StubHub Cybertheft Case Sees Guilty Plea

The Russian national in charge of a criminal hacking enterprise that stole nearly $1 million in tickets via online vendor StubHub has pleaded guilty. Vadim Polyakov is facing four to 12 years in prison after copping to a scheme that coordinated players from around the world to take over StubHub accounts, use accountholders’ credit cards to purchase high-value tickets and then sell said tickets to pocket the funds.

The most popular items on the block were Broadway tickets, Justin Timberlake, Jay-Z and Yankees games (behind the dugout). All in, Manhattan District Attorney Cyrus R. Vance Jr.’s office reports more than 1,000 StubHub accounts and 3,500 tickets worth at least $1.6 million were involved, including some tickets that went for nearly $1,000 apiece.

So far, neither Polyakov’s attorneys or StubHub have any official comments. StubHub first learned of the issue when a wave of customer complaints rolled in. Polyakov was arrested while on vacation in Spain in 2014 and extradited to the U.S. over Russian objections. He is not the only party charged in the case. Nine other people around the world also were indicted in the case, though some have yet to be arrested. Others have pleaded not guilty.

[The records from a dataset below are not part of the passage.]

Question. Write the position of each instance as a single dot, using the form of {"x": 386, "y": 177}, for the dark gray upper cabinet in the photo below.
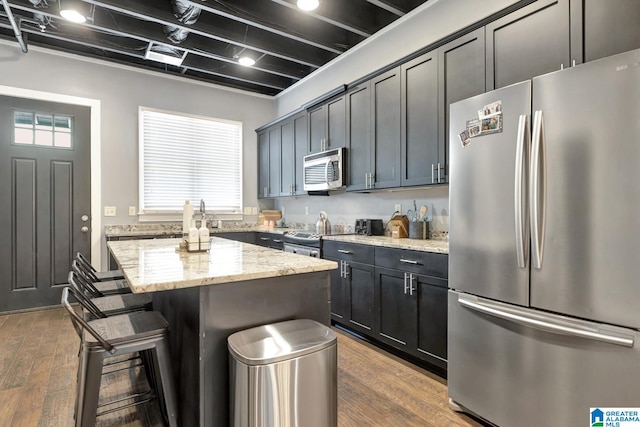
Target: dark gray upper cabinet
{"x": 275, "y": 146}
{"x": 385, "y": 94}
{"x": 603, "y": 28}
{"x": 461, "y": 74}
{"x": 360, "y": 155}
{"x": 529, "y": 42}
{"x": 263, "y": 164}
{"x": 287, "y": 158}
{"x": 420, "y": 145}
{"x": 327, "y": 125}
{"x": 301, "y": 138}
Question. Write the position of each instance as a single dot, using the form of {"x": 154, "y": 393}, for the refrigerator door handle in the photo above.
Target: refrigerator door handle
{"x": 520, "y": 188}
{"x": 547, "y": 325}
{"x": 537, "y": 191}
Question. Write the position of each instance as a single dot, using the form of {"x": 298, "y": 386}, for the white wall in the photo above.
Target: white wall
{"x": 120, "y": 91}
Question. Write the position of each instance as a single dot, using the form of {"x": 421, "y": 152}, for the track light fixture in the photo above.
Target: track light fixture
{"x": 74, "y": 10}
{"x": 308, "y": 4}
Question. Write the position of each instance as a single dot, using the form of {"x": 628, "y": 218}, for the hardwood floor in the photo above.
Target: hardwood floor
{"x": 38, "y": 365}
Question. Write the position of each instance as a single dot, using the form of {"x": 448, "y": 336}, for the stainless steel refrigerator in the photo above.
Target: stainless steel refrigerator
{"x": 544, "y": 246}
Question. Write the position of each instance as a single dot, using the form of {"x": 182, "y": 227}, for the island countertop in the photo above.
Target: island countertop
{"x": 158, "y": 265}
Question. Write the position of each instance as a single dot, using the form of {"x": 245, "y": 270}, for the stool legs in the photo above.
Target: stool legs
{"x": 164, "y": 375}
{"x": 89, "y": 388}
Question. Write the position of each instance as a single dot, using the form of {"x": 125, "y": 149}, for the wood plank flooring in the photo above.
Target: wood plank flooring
{"x": 38, "y": 365}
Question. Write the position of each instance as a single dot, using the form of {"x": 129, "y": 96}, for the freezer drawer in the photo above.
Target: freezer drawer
{"x": 517, "y": 375}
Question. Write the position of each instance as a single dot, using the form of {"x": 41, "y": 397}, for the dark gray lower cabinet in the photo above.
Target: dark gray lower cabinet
{"x": 398, "y": 297}
{"x": 240, "y": 236}
{"x": 412, "y": 314}
{"x": 352, "y": 285}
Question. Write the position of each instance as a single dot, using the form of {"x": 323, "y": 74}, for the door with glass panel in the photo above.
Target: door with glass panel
{"x": 46, "y": 199}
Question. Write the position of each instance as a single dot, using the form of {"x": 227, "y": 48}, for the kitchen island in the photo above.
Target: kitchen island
{"x": 207, "y": 296}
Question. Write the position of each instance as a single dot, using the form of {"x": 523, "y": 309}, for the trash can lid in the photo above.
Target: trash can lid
{"x": 280, "y": 341}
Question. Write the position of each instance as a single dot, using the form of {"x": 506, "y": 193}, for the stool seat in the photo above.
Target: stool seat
{"x": 112, "y": 287}
{"x": 122, "y": 303}
{"x": 109, "y": 275}
{"x": 124, "y": 328}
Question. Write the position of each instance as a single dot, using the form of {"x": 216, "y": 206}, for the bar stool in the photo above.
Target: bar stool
{"x": 145, "y": 332}
{"x": 100, "y": 276}
{"x": 108, "y": 305}
{"x": 96, "y": 288}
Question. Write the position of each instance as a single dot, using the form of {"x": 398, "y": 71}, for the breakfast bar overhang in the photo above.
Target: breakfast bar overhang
{"x": 207, "y": 296}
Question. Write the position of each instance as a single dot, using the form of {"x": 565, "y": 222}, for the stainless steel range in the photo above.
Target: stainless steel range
{"x": 303, "y": 243}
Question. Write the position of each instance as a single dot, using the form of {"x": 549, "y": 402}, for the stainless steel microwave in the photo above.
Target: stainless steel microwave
{"x": 324, "y": 170}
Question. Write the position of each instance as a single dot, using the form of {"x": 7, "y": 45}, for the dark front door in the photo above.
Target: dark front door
{"x": 45, "y": 193}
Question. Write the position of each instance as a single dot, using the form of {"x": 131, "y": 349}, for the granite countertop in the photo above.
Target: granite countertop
{"x": 437, "y": 246}
{"x": 157, "y": 265}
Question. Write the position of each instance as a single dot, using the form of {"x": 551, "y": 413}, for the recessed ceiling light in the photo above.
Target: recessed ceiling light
{"x": 246, "y": 61}
{"x": 73, "y": 11}
{"x": 308, "y": 4}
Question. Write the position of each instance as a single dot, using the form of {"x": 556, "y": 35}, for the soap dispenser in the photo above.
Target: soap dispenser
{"x": 187, "y": 215}
{"x": 204, "y": 236}
{"x": 194, "y": 237}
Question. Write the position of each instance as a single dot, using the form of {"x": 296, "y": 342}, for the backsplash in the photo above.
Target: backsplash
{"x": 344, "y": 208}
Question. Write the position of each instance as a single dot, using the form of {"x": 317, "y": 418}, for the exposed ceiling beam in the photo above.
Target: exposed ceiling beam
{"x": 327, "y": 19}
{"x": 138, "y": 53}
{"x": 386, "y": 6}
{"x": 152, "y": 11}
{"x": 131, "y": 28}
{"x": 257, "y": 22}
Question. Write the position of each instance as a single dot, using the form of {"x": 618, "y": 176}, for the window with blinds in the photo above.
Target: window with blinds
{"x": 189, "y": 158}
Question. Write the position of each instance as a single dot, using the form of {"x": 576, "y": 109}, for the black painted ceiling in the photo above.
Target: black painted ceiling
{"x": 287, "y": 43}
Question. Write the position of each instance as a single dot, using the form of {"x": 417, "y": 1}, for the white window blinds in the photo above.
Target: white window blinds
{"x": 189, "y": 158}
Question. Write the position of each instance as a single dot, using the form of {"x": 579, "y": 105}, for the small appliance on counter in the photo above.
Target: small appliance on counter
{"x": 369, "y": 227}
{"x": 323, "y": 226}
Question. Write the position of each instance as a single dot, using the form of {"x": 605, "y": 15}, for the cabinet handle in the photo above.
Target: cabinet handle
{"x": 411, "y": 288}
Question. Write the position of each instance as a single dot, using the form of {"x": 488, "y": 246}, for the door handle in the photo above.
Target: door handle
{"x": 519, "y": 188}
{"x": 547, "y": 325}
{"x": 537, "y": 191}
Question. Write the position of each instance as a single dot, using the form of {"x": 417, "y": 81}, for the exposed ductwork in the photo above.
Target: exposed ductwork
{"x": 15, "y": 26}
{"x": 187, "y": 14}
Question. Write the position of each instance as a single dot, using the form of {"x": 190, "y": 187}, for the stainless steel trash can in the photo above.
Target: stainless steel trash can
{"x": 284, "y": 375}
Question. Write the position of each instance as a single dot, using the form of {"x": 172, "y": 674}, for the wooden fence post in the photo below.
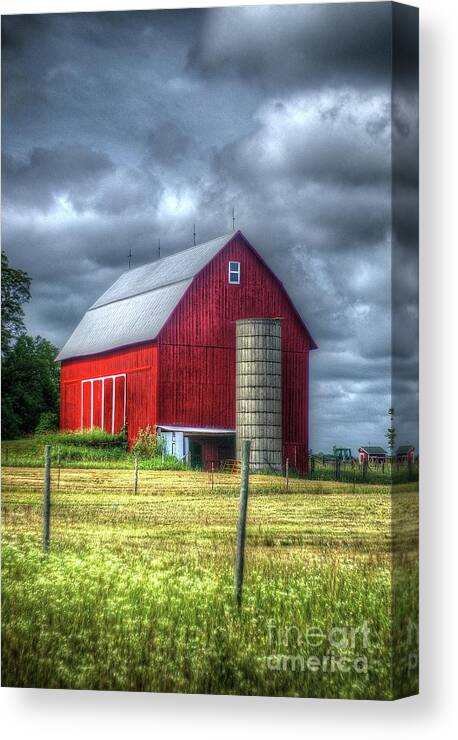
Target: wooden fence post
{"x": 58, "y": 469}
{"x": 241, "y": 528}
{"x": 47, "y": 499}
{"x": 136, "y": 475}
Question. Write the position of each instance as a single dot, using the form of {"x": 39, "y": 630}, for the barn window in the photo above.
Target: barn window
{"x": 234, "y": 273}
{"x": 103, "y": 403}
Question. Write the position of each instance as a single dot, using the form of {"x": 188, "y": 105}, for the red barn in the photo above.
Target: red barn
{"x": 158, "y": 348}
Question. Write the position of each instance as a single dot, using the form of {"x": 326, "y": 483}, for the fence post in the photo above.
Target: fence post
{"x": 136, "y": 475}
{"x": 47, "y": 499}
{"x": 58, "y": 469}
{"x": 241, "y": 528}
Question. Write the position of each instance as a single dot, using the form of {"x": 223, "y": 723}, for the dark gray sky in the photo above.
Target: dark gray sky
{"x": 120, "y": 128}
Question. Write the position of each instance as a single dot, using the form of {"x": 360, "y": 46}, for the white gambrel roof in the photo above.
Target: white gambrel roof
{"x": 140, "y": 302}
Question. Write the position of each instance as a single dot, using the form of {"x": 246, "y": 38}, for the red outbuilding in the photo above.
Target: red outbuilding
{"x": 158, "y": 348}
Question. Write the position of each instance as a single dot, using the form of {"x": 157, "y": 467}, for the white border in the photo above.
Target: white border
{"x": 47, "y": 715}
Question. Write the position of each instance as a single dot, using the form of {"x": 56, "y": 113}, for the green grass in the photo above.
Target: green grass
{"x": 137, "y": 592}
{"x": 95, "y": 449}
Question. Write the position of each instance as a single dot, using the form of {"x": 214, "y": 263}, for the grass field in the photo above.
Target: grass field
{"x": 137, "y": 592}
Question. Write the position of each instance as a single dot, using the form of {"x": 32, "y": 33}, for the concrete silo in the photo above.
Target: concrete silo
{"x": 258, "y": 389}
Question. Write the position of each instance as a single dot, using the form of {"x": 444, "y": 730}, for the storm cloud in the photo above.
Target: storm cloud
{"x": 120, "y": 129}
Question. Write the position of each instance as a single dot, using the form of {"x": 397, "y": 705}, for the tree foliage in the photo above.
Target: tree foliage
{"x": 30, "y": 376}
{"x": 30, "y": 385}
{"x": 15, "y": 292}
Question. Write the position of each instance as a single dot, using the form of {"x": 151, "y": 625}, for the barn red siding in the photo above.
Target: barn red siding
{"x": 197, "y": 350}
{"x": 140, "y": 366}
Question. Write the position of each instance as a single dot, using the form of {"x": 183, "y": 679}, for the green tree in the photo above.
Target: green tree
{"x": 15, "y": 292}
{"x": 30, "y": 385}
{"x": 30, "y": 376}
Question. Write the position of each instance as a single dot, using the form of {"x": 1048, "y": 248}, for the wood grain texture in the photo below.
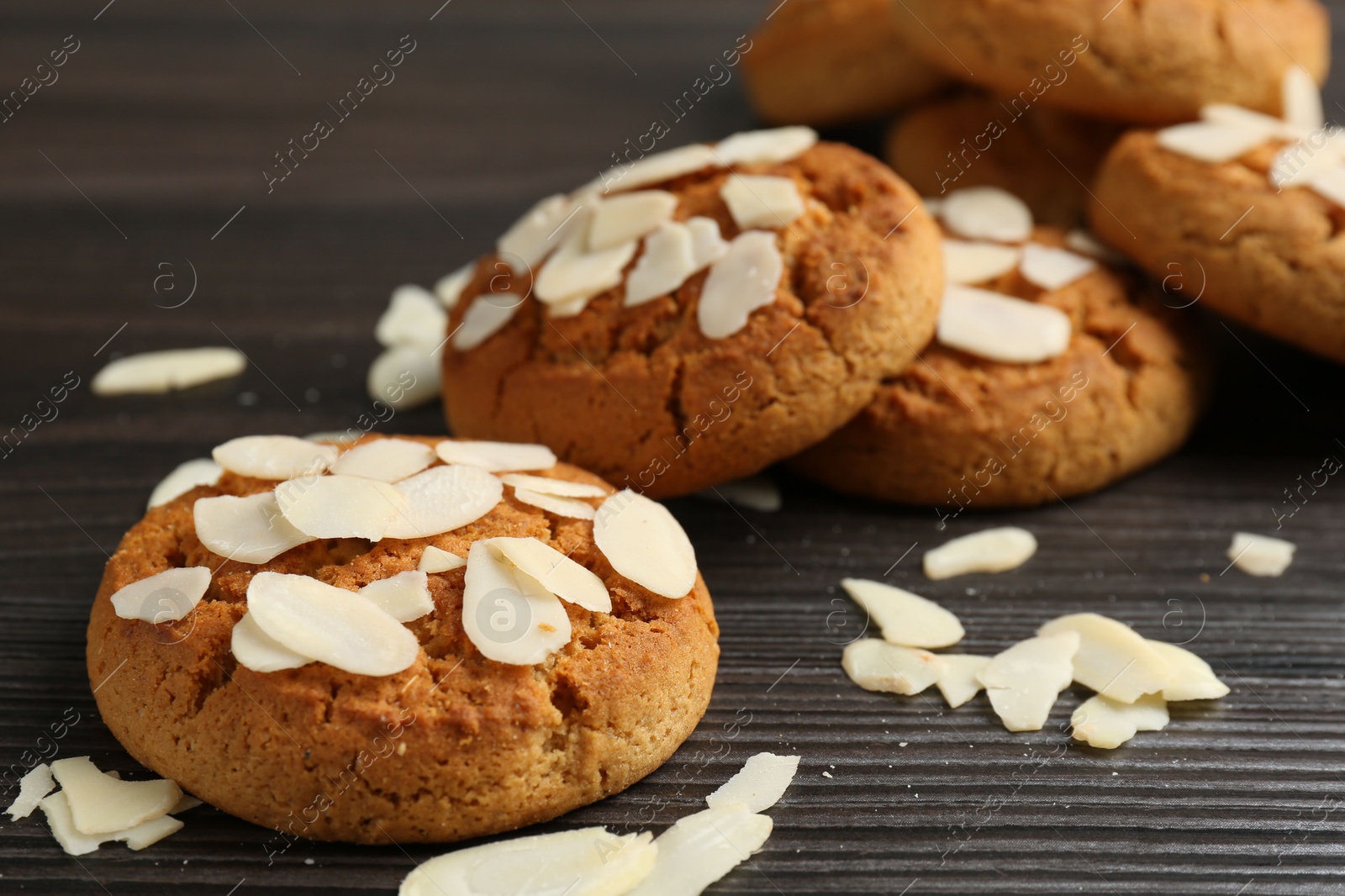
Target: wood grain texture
{"x": 158, "y": 132}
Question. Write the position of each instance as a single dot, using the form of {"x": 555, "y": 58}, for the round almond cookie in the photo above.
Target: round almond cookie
{"x": 1053, "y": 374}
{"x": 826, "y": 62}
{"x": 1142, "y": 62}
{"x": 401, "y": 640}
{"x": 697, "y": 315}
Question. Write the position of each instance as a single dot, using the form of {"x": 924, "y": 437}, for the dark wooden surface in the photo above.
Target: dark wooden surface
{"x": 158, "y": 132}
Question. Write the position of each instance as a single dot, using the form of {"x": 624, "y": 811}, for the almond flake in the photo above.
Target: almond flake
{"x": 1024, "y": 681}
{"x": 988, "y": 552}
{"x": 646, "y": 544}
{"x": 340, "y": 506}
{"x": 1107, "y": 724}
{"x": 1113, "y": 660}
{"x": 165, "y": 596}
{"x": 251, "y": 530}
{"x": 275, "y": 456}
{"x": 330, "y": 625}
{"x": 764, "y": 147}
{"x": 259, "y": 651}
{"x": 159, "y": 372}
{"x": 958, "y": 683}
{"x": 1001, "y": 327}
{"x": 556, "y": 572}
{"x": 508, "y": 614}
{"x": 1192, "y": 676}
{"x": 762, "y": 201}
{"x": 876, "y": 665}
{"x": 759, "y": 784}
{"x": 905, "y": 619}
{"x": 589, "y": 862}
{"x": 186, "y": 477}
{"x": 443, "y": 499}
{"x": 1261, "y": 555}
{"x": 975, "y": 261}
{"x": 385, "y": 459}
{"x": 741, "y": 282}
{"x": 1052, "y": 268}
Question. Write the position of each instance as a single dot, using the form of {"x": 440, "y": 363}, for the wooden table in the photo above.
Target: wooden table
{"x": 134, "y": 214}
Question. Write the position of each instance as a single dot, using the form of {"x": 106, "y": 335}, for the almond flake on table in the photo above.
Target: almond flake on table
{"x": 905, "y": 618}
{"x": 165, "y": 596}
{"x": 202, "y": 472}
{"x": 876, "y": 665}
{"x": 989, "y": 551}
{"x": 646, "y": 544}
{"x": 330, "y": 625}
{"x": 741, "y": 282}
{"x": 251, "y": 530}
{"x": 762, "y": 201}
{"x": 1113, "y": 658}
{"x": 1261, "y": 555}
{"x": 159, "y": 372}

“Many foreign cybercriminals believe they can operate overseas with total impunity, but this case proves they can be held criminally responsible for their actions, which can have devastating consequences on thousands of victims at a time,” Vance said in a statement on Monday (June 20).

The DA’s office further noted that account information that made the fraudulent infiltration of StubHub users’ computers possible was either gained from previous data breaches or through malware or keylogging software stored illicitly on a victim’s computer.